Du côté des créateurs de la publicité, la défense est ferme. Christophe Lichtenstein, directeur de l’agence Romance à l’origine de la campagne, rejette toute accusation de plagiat. "Le graphisme est clairement très loin du graphisme de son livre", affirme-t-il. Selon lui, les univers visuels, les styles artistiques et même la morale finale diffèrent profondément. "La fin et la morale sont très différentes. Et pour moi il n’y a pas de plans qui se ressemblent. Un loup c’est un loup, un hérisson c’est un hérisson, un arbre, c’est un arbre, la neige c’est de la neige", résume-t-il, soulignant le caractère universel de ces éléments.

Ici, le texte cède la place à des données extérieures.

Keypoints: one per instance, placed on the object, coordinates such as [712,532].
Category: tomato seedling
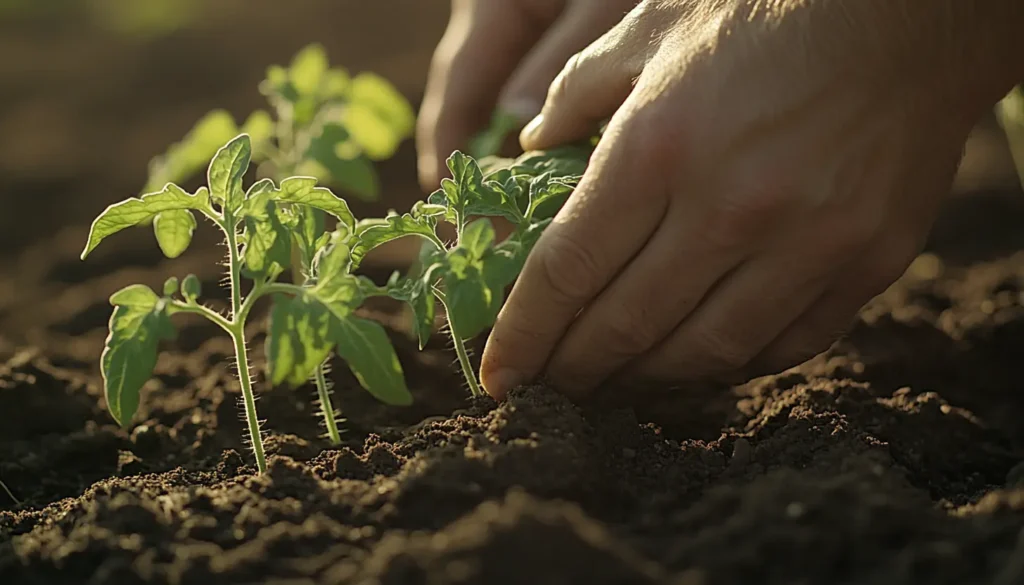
[260,224]
[7,491]
[468,277]
[323,123]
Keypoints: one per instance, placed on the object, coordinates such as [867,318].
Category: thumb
[589,89]
[581,25]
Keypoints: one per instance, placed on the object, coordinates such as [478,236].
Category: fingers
[833,314]
[591,85]
[591,239]
[637,311]
[482,45]
[739,318]
[582,24]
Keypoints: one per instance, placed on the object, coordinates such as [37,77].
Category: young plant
[260,225]
[323,123]
[10,494]
[468,277]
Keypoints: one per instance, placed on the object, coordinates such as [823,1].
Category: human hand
[500,53]
[769,167]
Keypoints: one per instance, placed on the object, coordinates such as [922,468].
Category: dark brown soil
[894,458]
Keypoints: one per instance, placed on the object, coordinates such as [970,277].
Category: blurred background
[91,89]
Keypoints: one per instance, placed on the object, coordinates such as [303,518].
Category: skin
[769,167]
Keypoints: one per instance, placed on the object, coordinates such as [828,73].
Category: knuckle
[717,351]
[569,268]
[735,220]
[629,333]
[561,86]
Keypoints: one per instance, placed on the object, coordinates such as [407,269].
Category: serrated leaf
[477,237]
[170,286]
[226,170]
[192,288]
[467,176]
[299,339]
[267,249]
[174,231]
[341,161]
[341,293]
[489,141]
[373,233]
[304,191]
[184,159]
[309,234]
[278,86]
[138,210]
[335,84]
[472,303]
[307,69]
[136,296]
[547,196]
[378,115]
[367,348]
[475,277]
[418,295]
[565,161]
[130,354]
[259,126]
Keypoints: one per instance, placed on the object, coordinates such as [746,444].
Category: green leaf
[136,296]
[475,278]
[226,170]
[477,238]
[308,67]
[335,85]
[267,250]
[373,233]
[489,141]
[378,116]
[192,288]
[367,348]
[278,86]
[566,161]
[259,126]
[174,230]
[299,339]
[309,234]
[187,157]
[341,292]
[472,301]
[170,286]
[547,196]
[130,354]
[139,210]
[303,191]
[417,292]
[334,156]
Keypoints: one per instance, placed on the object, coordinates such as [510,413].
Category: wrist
[965,53]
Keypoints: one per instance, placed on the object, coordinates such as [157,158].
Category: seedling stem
[9,494]
[325,399]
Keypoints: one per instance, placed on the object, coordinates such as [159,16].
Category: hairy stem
[238,332]
[460,349]
[9,494]
[326,408]
[249,399]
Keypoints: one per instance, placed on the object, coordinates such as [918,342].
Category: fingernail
[522,108]
[499,383]
[529,132]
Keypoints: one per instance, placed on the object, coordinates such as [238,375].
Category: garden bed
[894,458]
[891,459]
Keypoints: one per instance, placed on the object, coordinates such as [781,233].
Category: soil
[895,457]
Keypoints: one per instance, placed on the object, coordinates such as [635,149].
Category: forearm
[970,49]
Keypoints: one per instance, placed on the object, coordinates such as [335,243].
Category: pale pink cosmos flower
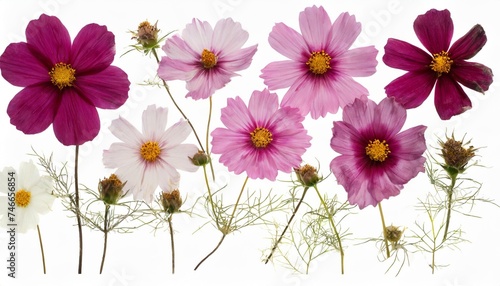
[260,138]
[151,158]
[206,58]
[321,67]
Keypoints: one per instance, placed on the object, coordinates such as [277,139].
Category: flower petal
[93,49]
[405,56]
[412,88]
[450,99]
[50,39]
[434,29]
[469,45]
[472,75]
[107,89]
[76,120]
[28,71]
[33,109]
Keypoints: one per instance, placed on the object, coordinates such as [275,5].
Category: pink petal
[76,120]
[50,39]
[434,29]
[283,74]
[345,30]
[412,88]
[288,42]
[315,25]
[450,99]
[469,45]
[31,70]
[472,75]
[357,62]
[33,109]
[107,89]
[93,49]
[405,56]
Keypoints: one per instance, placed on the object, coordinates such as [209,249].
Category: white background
[144,257]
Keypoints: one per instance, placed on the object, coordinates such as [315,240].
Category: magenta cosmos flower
[375,159]
[151,158]
[206,58]
[445,66]
[262,138]
[321,66]
[63,82]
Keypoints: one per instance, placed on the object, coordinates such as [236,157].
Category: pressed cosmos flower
[151,158]
[63,82]
[260,138]
[375,160]
[32,198]
[320,69]
[445,66]
[206,58]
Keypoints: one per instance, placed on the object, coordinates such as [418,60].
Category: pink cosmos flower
[260,139]
[375,160]
[445,66]
[63,82]
[151,158]
[206,58]
[321,66]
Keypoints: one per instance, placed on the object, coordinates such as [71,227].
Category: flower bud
[111,189]
[200,159]
[171,201]
[307,175]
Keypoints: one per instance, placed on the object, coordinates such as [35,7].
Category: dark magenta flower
[376,159]
[445,67]
[63,82]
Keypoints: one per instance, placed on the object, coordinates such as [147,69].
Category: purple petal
[76,120]
[33,109]
[107,89]
[412,88]
[288,42]
[472,75]
[434,29]
[450,99]
[405,56]
[93,49]
[23,73]
[469,45]
[49,39]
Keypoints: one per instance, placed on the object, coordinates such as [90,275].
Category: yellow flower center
[208,59]
[319,62]
[377,150]
[62,75]
[441,63]
[261,137]
[23,198]
[150,151]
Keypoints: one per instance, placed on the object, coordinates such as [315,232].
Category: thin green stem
[41,249]
[332,224]
[287,225]
[388,251]
[106,223]
[227,228]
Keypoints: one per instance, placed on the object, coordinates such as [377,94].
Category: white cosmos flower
[151,158]
[33,196]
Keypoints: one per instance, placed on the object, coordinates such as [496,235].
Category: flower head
[444,67]
[260,138]
[320,69]
[63,82]
[151,158]
[376,159]
[206,58]
[32,198]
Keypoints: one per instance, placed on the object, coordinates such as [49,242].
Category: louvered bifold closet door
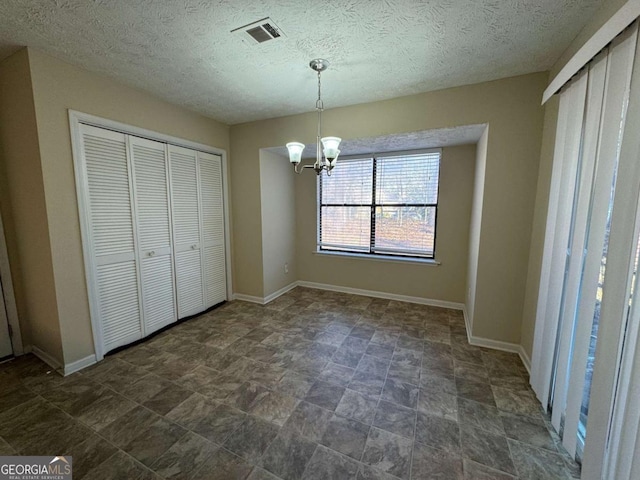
[185,203]
[155,250]
[213,253]
[112,238]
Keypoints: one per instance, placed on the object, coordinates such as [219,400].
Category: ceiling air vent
[259,32]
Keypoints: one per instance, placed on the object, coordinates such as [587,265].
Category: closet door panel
[158,292]
[154,232]
[185,203]
[112,236]
[213,234]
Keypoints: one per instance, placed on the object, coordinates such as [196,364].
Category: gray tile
[327,464]
[357,406]
[223,465]
[388,452]
[225,382]
[438,432]
[366,384]
[407,357]
[486,448]
[119,465]
[527,429]
[124,429]
[153,442]
[369,473]
[330,338]
[288,455]
[12,398]
[431,463]
[275,407]
[325,395]
[308,420]
[337,374]
[480,415]
[373,366]
[183,459]
[395,419]
[362,331]
[438,366]
[355,344]
[536,463]
[346,436]
[247,396]
[441,384]
[384,352]
[510,380]
[382,337]
[470,371]
[520,402]
[88,454]
[438,404]
[221,423]
[477,471]
[192,411]
[347,357]
[251,438]
[476,391]
[295,384]
[260,474]
[145,387]
[410,343]
[404,373]
[167,399]
[401,393]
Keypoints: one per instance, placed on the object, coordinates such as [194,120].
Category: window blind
[384,205]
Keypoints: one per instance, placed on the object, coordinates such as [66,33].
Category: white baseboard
[268,298]
[78,365]
[497,344]
[45,357]
[477,341]
[248,298]
[385,295]
[525,359]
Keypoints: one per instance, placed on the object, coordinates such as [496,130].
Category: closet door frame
[79,118]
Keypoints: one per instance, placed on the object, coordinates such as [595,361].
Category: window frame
[372,251]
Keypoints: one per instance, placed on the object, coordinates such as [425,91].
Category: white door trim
[75,120]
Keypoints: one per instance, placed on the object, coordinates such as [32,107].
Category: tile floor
[315,385]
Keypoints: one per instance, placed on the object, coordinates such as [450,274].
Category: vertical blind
[384,205]
[583,305]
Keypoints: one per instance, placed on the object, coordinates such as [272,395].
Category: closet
[153,232]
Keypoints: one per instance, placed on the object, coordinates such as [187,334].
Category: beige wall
[475,225]
[24,211]
[278,206]
[444,282]
[512,109]
[57,87]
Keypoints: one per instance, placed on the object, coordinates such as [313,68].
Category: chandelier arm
[301,167]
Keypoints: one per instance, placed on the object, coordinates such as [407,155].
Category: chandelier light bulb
[295,152]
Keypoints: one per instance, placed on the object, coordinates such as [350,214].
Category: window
[381,205]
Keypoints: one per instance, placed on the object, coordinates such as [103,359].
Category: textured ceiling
[183,51]
[441,137]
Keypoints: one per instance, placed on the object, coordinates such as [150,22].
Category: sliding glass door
[577,352]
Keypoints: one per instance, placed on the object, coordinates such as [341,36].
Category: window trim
[371,252]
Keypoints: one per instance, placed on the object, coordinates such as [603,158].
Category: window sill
[380,258]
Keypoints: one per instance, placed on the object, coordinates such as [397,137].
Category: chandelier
[326,147]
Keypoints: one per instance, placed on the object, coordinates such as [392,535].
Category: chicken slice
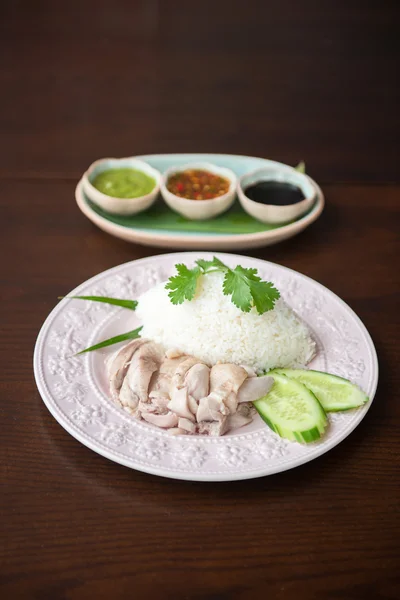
[211,409]
[178,378]
[118,363]
[146,360]
[225,380]
[179,404]
[197,381]
[254,388]
[127,397]
[164,421]
[161,380]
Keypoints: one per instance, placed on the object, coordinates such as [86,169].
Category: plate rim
[147,236]
[113,455]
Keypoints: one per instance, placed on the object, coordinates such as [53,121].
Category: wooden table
[286,80]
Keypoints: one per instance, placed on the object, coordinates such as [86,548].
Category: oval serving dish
[200,209]
[159,226]
[113,204]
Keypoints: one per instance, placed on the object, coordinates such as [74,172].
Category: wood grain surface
[285,80]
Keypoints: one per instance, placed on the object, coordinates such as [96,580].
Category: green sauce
[124,183]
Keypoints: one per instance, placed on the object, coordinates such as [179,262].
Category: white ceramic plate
[75,391]
[177,236]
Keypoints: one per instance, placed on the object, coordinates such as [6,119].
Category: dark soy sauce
[277,193]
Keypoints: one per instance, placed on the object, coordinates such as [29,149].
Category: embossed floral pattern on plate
[74,389]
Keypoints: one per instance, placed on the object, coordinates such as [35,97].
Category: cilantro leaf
[183,285]
[248,290]
[236,286]
[264,295]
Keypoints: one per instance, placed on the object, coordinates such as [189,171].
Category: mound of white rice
[211,328]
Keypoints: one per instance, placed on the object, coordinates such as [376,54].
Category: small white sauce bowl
[270,213]
[200,210]
[120,206]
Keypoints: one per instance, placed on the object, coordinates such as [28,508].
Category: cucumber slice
[333,392]
[292,411]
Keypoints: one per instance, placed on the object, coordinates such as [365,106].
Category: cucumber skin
[282,372]
[304,437]
[307,436]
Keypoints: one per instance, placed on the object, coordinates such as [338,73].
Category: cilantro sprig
[244,286]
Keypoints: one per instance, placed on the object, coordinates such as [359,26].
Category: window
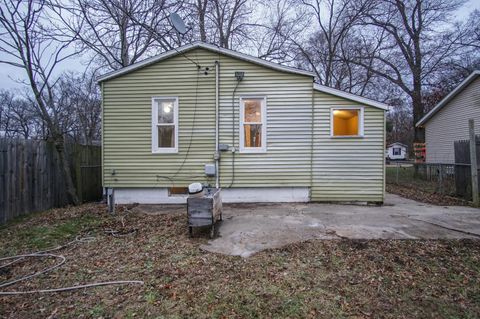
[253,126]
[346,122]
[164,125]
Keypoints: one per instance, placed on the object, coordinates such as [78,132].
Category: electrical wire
[233,133]
[192,133]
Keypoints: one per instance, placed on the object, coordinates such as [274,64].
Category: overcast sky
[10,76]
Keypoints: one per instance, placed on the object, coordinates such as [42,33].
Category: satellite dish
[177,23]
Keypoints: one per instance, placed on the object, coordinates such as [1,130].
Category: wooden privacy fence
[463,177]
[31,179]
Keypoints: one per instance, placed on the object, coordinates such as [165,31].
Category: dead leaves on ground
[339,278]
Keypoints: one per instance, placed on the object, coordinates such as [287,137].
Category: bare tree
[117,32]
[413,42]
[26,43]
[80,100]
[18,116]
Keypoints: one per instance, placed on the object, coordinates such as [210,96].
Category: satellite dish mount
[177,23]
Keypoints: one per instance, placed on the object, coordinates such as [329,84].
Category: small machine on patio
[204,207]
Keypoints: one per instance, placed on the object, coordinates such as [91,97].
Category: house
[261,131]
[397,151]
[447,122]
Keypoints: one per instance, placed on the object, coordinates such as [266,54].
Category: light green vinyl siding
[347,169]
[343,169]
[129,162]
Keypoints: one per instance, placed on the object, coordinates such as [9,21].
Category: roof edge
[448,98]
[351,96]
[202,45]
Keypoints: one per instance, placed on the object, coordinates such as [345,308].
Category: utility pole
[473,163]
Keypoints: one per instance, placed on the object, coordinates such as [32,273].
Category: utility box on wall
[210,169]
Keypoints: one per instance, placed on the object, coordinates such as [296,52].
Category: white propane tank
[195,189]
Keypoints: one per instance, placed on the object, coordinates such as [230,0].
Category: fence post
[473,163]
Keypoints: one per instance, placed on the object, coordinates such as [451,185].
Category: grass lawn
[326,279]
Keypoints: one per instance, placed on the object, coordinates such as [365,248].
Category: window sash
[262,123]
[360,110]
[156,104]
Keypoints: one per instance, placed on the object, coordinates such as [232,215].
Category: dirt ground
[310,279]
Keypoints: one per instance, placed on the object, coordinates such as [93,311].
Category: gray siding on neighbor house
[451,124]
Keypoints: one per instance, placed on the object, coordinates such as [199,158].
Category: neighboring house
[447,122]
[397,151]
[280,136]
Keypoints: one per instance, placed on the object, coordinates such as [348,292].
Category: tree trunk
[417,106]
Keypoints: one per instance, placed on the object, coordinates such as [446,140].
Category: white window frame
[360,121]
[262,149]
[155,124]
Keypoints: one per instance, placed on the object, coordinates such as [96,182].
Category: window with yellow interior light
[164,124]
[347,122]
[253,124]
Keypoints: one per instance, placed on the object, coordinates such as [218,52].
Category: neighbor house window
[346,122]
[164,125]
[253,125]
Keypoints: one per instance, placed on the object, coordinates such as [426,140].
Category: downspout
[217,124]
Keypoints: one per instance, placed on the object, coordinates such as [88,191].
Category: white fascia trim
[206,46]
[350,96]
[449,97]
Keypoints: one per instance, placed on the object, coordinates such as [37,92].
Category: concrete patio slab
[249,228]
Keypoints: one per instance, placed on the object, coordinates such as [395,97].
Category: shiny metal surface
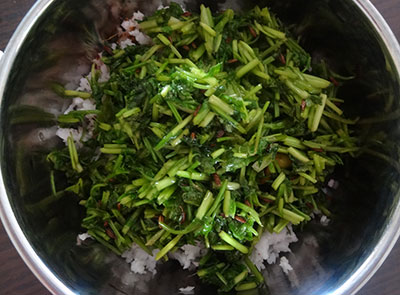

Intermarché a également réagi par le biais d’un communiqué, regrettant "que le succès de cette publicité fasse aujourd’hui l’objet d’une tentative d’appropriation individuelle, visant à en revendiquer l’origine et à en tirer un bénéfice, alors même que le récit et son déroulé sont fondamentalement différents". Une position qui montre la volonté du groupe de défendre l’intégrité de sa campagne, devenue emblématique de ses valeurs de convivialité et de vivre-ensemble.
Pour autant, Thierry Dedieu ne semble pas animé par une volonté de confrontation immédiate. Il explique avoir sollicité des explications auprès de l’agence Romance et d’Intermarché, sans avoir obtenu de réponse à ce stade. L’auteur n’exclut pas une éventuelle suite judiciaire, mais se montre mesuré dans ses propos. "Je veux surtout comprendre. J’amène des éléments et puis les gens verront. Si on me dit que j’ai tort, bah je retournerai à mes petits crayons", confie-t-il avec une forme de résignation teintée de dignité.
Cette affaire met en lumière une question délicate, à la frontière entre inspiration, résonance inconsciente et appropriation. À mesure que la publicité "Le mal aimé" continue de toucher le public et de cumuler les vues, elle soulève aussi un débat plus large sur la place des auteurs, la reconnaissance du travail créatif et les limites de la création dans un monde saturé d’images et de récits similaires.
Entre émotion collective et malaise individuel, l’histoire de ce loup continue donc de faire parler. Non plus seulement comme un symbole de tolérance et d’acceptation, mais aussi comme un miroir des fragilités du monde artistique, où la frontière entre hommage, coïncidence et plagiat reste parfois douloureusement floue.